Much to our surprise, they carefully followed the instructions to never take anything out of the dollhouse. They could move things around inside as much as they liked, however, which they did endlessly. Only one little chair was broken in the weeks they were playing with it and I suspect it was dropped on the floor by a little cousin during the family reunion. It was easily re-glued.
They left on Monday... and Tuesday evening I came down with the cold they caught right before they left. Not feeling like cleaning the big house which badly needs it after three weeks of company, I decided to make some lamps and hang some pictures in the dollhouse, which lead to painting some of the furniture, and cutting out some tiny little sculptures from magazines. Most of the things I made will be put away during their next visit and saved for when they are older.
Rosalind, who is the queen of dollhouses, also has a stash of tiny little accessories which will be added as they are able to handle them.
Doll house before the twins went home...
And the doll house now.
Stored in Rosalind's attic is a stunning dollhouse styled after the homes in colonial Williamsburg. At some point, perhaps I can persuade her husband to climb the ladder to retrieve it so that I can show it to you. She spent months and months finely crafting furniture and accessories for it and it is definitely not for tiny little hands!
In the meantime, let's take a closer look at this less impressive house. Since lamps started this whole process, here is the first lamp I made. The space is somewhat limited in the living room and we don't have an end table, so I made a floor lamp with a skewer and some beads.
|Propped gingerly against the wall until I can figure out a more sturdy base which I suspect means a trip to town|
|Also made with beads and a tiny little copper perfume funnel for the base. On the wall next to the lamp, the little charm with my first daughter's photo finally found a home now that she is in her late thirties!|
Another great tutorial for making lamps is here. The lamps are way too fussy for my taste, but the construction details were helpful.
Which led to painting the dresser which had been stained a dark mahogany. Also in the master bedroom are a painting from the pages of Martha Stewart Living Magazine and two from Better Homes and Gardens, and a rug from the pages of House Beautiful. All of these cut-out pictures were attached to tag board with Elmer's Craft Bond multipurpose spray adhesive so that they would not wrinkle and would look a little more three dimensional. This lazy crafter chose not to actually cut little tiny frames with my sister's miniature mitre box, but just use the photographed frames.
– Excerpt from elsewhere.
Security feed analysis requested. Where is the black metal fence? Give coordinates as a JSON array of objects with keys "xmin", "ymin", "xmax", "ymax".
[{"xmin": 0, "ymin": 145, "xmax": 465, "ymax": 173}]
The next room will eventually be the bathroom and its contents will move to the attic (which will be divided into two spaces for a play room and a music room.) For now we chose not to risk the girls breaking the porcelain fixtures and made it into the music room.
This room's artwork was stolen from both Steven Shubel's cottage (the little cherub on top of the piano and Susan Lyne's Manhattan apartment which includes works on paper by Gaston Lachaise. For help with updating the interiors of this apartment (featured in the April 2009 issue of Martha Stewart Living) Lyne chose Kevin Sharley, who painted the rooms with various shades of yellow. So of course this little replica will soon be yellow as well.
Here is the original....
|Susan Lyne's Manhattan apartment via Martha Stewart Living|
In the living room are more rugs from the magazine pages of House Beautiful. And, as I was very taken with Steven Shubel's updating of his California Cottage (page 70, July August issue of House Beautiful),
|Photo via House Beautiful|
I stole his fantastic mirror for over the mantel. Not yet placed, because I haven't started the landscaping, are impressive plaster casts of marble statues and fragments.
From the same issue came the fabulous light fixtures from architects Bill Brockschmidt and Richard Dragisic's shared 600 square ft. loft apartment. I also purloined their little plaster statue for the top of the bookcase and some of their blue and white porcelain collection. I wonder if they have missed them?
|New York apartment of Richard Dragisic and Bill Brocksmidt via New York Social Diary|
|Could use a more impressive chair for the foyer desk! Steven Shubel's mirror flanked by two brass beads turned into candlesticks.|
In all these photos, you may have noticed the peeling walls. I understand that is very fashionable these days. For a hilarious post about this trend, visit Steve's blog, An Urban Cottage. Bye for now, off to play with my...opps, I mean Sara, Caroline, and Eliza's dollhouse. And possibly order some of the miniatures I have pinned on Pinterest.